Yeah, the Seahawks will lament the missed opportunities from Sunday, but the fact that they are able to lament missed opportunities at all says something about the transformation this team has undergone under Pete Carroll and John Schneider.
They've brought in some guys who can make a difference (Mike Williams, Golden Tate, Earl Thomas, the nameless offensive linemen who are doing a competent job protecting Hasselbeck, etc.) and are getting more out of a number of guys who were already here (Deon Butler, Red Bryant, Collin Cole, etc.). I'm not going to pretend that either San Francisco or Denver are upper-tier NFL teams, but I think they're both probably around league average, and the bottom line is that Seattle was not inferior from a talent perspective.
So, while I wasn't real happy at around 4 p.m. on Sunday, I wasn't as despondent as a 17-point loss probably would have otherwise left me. The problems the Seahawks had were mental, not physical, and are thus correctable.

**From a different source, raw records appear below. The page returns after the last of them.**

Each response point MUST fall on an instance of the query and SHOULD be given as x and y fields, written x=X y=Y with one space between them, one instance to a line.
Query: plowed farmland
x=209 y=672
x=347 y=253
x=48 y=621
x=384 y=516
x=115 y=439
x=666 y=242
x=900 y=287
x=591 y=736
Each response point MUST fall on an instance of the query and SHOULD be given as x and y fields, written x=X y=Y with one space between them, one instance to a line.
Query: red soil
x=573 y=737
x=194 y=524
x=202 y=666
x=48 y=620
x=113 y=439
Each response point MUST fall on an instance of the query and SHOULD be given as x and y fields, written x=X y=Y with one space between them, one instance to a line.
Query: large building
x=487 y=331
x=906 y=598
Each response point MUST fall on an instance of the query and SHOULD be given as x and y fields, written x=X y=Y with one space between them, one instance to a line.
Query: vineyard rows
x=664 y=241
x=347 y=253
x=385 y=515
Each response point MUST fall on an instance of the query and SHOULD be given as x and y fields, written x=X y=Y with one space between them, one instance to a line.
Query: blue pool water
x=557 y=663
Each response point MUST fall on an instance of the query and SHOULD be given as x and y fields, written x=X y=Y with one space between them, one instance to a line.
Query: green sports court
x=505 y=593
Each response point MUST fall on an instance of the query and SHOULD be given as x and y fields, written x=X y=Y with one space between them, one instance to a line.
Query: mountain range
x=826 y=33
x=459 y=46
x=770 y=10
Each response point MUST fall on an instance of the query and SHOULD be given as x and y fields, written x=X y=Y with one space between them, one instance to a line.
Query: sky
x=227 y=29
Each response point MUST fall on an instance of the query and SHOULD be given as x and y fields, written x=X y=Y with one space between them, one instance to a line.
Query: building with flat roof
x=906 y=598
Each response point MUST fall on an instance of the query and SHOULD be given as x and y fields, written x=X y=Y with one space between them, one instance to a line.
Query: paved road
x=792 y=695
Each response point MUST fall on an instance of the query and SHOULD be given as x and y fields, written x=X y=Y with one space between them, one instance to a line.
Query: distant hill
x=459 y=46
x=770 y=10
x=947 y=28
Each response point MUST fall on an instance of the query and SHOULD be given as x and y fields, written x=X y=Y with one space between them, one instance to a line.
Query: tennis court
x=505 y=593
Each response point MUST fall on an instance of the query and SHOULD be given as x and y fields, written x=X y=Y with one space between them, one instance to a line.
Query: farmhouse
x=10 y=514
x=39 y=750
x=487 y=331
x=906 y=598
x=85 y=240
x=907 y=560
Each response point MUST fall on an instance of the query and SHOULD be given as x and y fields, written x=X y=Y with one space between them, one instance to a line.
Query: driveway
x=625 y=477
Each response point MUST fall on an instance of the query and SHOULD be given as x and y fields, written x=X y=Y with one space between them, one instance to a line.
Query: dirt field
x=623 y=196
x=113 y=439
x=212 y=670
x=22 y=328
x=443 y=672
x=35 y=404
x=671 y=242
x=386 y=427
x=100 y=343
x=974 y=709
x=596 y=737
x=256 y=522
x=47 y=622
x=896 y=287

Hasselbeck's interceptions? Correctable. Calling a 3-man front defensive alignment on a goal-to-go play from the 3? Correctable. Poor tackling? Correctable. Aaron Curry whiffing on a quarterback sack? Okay, never mind - we won't get carried away.
But you get the point. And based on what I've seen from this coaching staff already -- which is more than I saw cumulatively out of Jim Mora's staff last year -- I actually have some guarded optimism that the issues will be addressed and -- get this -- cleaned up.
The Seahawks have yet another winnable game on their plate this weekend against the San Diego Chargers, who didn't exactly comport themselves well in their first road trip of the year (at Kansas City). Suddenly, a 2-1 record after three games -- unthinkable to me -- doesn't seem so far away. And while they still have a ways to go to be the elite team they were in 2005, there are actually some pieces there to give us hope for the first time in two years.